“There was a wise man

in the East whose constant prayer was that he might

see today with the eyes

of tomorrow.”

– Alfred Mercier

The failure to reach a consensus on a name for the caretaker Prime Minister means that the political leadership has lost round one of what is going to be a very challenging time ahead for Pakistan, politicians and people.

Nevertheless, failure should not be an option, though it would not only dent the credibility of the politicians, but also lead to the perception that they still have not matured to amicably decide on critical issues facing the country.

It is, however, expected that better sense will prevail and the matter will be resolved by the parliamentary committee. But if it also fails and the issue is further referred to the Election Commission of Pakistan (ECP), there is no guarantee that the name suggested by it for the caretaker PM will be acceptable to all parties.

Pakistan, needless to say, has travelled a long way to promote and strengthen democracy. It is good that for the first time an elected government has managed to complete its constitutional tenure. A framework for transition to the next elected government has also been put in place and if constitutional provisions are followed and respected, the foundation for a vibrant democratic dispensation would indeed be laid down.

Moreover, it seems that other ingredients of the system - an independent judiciary, a free media and a vocal civil society - have already come of age, which means that the chances for democracy to take root have increased manifold.

While these are the positives that can be seen over the horizon, it is also a fact that the caretaker setup and those who are voted into power will face tremendous challenges. The most important challenge that will be faced by the interim government will  be economic. Lawlessness and terrorism will also have to be tackled. They will not only require urgent attention, but also remedial measures.

As far as the economic outlook is concerned, perhaps, the country will require a bailout package from the international donor agencies, who will without doubt attach strings to it, further crippling the everyday lives of the common man. So it is necessary that economic issues are tackled in an economic way and politics is not allowed to play any role in it.

Another challenge would be the growing energy crisis for which short and long-term practical steps would be required.

One hopes that besides respecting the people’s will, urgent reforms that are required in the economic arena would find enough political support allowing them to become useful tools to overcome the present economic weakness.

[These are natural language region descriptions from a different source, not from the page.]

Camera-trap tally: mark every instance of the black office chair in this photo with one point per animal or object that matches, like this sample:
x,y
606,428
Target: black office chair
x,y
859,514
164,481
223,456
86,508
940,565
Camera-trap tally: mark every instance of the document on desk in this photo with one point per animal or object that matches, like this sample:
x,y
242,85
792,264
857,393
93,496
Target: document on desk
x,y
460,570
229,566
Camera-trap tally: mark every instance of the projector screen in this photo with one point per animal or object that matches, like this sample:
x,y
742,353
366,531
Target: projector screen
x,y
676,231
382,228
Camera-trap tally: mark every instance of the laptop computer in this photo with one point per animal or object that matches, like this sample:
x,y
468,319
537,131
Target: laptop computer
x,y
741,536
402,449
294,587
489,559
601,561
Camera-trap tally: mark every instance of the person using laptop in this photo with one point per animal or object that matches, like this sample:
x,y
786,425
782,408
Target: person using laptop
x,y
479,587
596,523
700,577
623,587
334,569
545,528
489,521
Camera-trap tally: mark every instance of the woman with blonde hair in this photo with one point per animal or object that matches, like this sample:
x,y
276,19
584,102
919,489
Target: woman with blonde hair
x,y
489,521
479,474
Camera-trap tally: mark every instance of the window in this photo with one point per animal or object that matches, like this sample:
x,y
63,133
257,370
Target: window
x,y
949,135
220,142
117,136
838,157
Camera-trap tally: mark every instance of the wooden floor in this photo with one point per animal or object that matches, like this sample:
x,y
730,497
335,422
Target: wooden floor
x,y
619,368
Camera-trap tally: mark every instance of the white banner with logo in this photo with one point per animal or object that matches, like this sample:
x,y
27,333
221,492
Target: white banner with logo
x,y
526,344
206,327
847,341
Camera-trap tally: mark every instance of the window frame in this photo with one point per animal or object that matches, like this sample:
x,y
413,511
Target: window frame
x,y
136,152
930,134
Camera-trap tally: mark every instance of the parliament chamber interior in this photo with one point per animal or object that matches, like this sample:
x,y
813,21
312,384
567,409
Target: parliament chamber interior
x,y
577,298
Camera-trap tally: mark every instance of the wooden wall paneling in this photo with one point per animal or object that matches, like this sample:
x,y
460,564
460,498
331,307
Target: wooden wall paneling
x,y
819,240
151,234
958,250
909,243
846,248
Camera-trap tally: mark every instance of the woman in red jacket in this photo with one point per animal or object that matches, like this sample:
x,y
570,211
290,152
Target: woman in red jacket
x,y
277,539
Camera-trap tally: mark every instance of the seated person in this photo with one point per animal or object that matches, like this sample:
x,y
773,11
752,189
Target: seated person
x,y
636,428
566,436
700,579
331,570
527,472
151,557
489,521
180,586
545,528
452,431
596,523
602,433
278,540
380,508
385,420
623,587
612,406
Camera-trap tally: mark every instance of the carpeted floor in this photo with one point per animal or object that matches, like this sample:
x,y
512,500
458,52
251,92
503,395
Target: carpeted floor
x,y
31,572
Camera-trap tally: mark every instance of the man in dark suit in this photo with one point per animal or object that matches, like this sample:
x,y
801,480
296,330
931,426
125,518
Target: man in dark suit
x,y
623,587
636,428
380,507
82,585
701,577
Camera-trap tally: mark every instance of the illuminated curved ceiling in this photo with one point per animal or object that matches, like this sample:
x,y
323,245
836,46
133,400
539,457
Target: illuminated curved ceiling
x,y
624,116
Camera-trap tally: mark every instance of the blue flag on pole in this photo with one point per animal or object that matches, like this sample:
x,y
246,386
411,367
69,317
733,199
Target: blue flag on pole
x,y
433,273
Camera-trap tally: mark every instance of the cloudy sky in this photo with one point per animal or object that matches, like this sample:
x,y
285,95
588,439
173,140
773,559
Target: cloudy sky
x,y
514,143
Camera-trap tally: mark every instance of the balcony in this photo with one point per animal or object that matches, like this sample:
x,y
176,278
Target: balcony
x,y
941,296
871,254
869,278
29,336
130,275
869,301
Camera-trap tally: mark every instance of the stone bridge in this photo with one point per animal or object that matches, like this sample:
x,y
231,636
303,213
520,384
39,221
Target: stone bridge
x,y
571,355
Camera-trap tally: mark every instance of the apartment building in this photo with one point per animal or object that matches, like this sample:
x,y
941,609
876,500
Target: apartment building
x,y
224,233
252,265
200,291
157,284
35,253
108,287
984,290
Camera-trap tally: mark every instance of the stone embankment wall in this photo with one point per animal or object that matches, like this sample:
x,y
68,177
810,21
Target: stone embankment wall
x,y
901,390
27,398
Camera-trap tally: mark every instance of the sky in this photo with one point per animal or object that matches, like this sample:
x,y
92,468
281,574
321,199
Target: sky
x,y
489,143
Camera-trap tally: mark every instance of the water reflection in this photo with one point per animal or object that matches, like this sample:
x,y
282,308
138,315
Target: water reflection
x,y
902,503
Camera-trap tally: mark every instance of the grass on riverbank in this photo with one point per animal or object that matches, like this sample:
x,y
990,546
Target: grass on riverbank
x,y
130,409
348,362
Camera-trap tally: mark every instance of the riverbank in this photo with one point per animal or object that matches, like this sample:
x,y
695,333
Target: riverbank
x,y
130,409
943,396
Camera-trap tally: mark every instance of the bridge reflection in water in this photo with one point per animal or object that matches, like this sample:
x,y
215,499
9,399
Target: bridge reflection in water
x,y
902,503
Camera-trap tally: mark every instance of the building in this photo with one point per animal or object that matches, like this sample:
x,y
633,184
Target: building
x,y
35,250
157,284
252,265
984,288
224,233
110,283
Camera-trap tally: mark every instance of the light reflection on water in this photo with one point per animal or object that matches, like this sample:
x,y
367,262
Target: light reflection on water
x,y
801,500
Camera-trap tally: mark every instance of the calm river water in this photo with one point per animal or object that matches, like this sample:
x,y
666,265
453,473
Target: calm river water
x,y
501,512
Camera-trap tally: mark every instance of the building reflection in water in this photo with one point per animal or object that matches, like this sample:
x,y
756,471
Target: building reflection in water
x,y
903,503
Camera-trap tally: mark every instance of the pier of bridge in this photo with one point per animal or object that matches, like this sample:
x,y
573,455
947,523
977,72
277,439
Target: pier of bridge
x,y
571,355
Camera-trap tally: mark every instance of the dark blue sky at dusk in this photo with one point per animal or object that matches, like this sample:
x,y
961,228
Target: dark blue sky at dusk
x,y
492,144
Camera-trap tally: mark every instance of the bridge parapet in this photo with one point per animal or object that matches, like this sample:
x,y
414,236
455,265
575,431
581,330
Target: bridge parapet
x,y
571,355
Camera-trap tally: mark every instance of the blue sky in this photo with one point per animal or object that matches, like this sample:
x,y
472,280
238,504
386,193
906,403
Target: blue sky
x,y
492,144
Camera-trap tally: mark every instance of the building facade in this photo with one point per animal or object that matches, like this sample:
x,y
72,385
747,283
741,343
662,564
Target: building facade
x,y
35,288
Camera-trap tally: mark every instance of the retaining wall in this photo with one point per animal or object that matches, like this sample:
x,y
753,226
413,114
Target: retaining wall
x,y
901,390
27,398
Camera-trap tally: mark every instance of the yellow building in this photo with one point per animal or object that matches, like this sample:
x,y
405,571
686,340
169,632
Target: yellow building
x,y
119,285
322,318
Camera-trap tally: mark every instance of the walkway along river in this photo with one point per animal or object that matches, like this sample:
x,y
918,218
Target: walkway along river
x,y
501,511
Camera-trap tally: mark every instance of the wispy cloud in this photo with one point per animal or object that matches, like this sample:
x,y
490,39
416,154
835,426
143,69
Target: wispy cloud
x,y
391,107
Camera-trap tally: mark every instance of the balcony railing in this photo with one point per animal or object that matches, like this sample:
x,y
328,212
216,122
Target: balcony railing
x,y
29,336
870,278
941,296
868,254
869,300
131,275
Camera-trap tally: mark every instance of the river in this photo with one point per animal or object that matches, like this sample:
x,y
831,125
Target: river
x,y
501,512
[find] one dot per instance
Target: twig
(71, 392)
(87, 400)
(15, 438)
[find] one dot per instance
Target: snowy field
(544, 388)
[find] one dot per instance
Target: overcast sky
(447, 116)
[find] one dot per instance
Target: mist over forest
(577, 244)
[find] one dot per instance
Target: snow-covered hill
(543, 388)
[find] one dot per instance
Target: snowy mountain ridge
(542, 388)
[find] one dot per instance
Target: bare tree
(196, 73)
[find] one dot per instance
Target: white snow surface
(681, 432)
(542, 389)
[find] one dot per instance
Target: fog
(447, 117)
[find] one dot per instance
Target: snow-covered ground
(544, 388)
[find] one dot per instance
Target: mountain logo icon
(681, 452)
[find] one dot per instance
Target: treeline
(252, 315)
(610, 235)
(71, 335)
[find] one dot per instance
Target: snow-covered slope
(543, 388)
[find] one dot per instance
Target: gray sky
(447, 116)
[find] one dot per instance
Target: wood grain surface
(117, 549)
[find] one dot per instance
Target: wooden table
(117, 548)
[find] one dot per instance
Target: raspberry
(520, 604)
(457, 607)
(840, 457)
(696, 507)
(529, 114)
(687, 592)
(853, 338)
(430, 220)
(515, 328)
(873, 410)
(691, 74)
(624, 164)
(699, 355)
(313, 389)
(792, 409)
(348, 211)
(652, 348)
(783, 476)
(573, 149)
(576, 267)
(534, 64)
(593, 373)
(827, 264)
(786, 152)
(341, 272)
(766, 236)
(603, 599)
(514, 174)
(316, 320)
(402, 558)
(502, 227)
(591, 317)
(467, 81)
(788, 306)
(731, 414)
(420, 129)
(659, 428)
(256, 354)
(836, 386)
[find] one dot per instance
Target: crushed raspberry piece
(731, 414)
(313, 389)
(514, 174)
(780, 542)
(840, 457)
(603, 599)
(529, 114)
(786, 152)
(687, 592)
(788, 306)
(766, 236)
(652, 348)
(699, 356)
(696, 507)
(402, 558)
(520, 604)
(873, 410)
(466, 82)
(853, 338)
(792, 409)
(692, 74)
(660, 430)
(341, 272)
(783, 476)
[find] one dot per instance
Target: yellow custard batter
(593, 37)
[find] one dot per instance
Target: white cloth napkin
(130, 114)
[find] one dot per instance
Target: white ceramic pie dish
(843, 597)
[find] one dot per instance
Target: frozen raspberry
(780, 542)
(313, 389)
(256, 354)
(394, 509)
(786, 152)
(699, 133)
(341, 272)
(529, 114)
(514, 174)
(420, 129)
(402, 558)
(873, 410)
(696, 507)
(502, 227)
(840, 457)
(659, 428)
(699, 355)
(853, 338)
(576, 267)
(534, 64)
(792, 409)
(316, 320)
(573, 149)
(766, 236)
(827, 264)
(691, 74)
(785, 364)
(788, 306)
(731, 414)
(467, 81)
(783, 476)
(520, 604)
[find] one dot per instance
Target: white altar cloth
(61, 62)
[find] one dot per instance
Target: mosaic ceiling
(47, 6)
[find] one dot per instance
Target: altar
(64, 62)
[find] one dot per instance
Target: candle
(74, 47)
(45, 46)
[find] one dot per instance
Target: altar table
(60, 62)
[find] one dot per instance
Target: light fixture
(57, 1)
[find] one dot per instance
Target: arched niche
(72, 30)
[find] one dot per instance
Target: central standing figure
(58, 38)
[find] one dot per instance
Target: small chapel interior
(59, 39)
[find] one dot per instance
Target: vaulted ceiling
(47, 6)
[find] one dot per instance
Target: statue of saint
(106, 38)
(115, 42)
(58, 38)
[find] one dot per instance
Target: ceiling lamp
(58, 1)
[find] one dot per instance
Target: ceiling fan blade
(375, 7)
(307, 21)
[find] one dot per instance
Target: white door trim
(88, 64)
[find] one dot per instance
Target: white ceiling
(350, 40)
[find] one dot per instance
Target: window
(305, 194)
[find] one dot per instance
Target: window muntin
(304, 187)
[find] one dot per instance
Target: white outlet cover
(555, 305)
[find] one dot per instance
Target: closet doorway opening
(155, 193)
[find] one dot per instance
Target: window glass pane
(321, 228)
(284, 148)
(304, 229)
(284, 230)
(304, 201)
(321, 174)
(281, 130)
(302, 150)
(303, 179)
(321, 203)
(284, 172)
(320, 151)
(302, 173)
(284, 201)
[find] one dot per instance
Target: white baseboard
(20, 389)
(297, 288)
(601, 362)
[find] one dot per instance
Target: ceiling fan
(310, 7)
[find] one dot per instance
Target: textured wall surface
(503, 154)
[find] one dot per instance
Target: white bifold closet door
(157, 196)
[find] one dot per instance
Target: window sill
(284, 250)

Currently, the ground realities strongly suggest that no single party will be in a position to form a government on its own. Keeping this in view, the political parties and their leaders must show some flexibility; and instead of indulging in brinkmanship, they should follow the path of consensus and reconciliation.

The politicians must understand that the entire nation’s salvation depends on compromise and not confrontation: if a consensus is not achieved on serious issues confronting the country, then the people’s faith - that is already low as far as the politicians are concerned - may evaporate altogether creating further mess in the country.

As a final word, it is expected that the caretaker setup, entrusted with the responsibility to govern, will not only create conducive conditions for free, fair and impartial elections, but also play a productive role to meet the challenges facing the country and help alleviate the sufferings of the poor.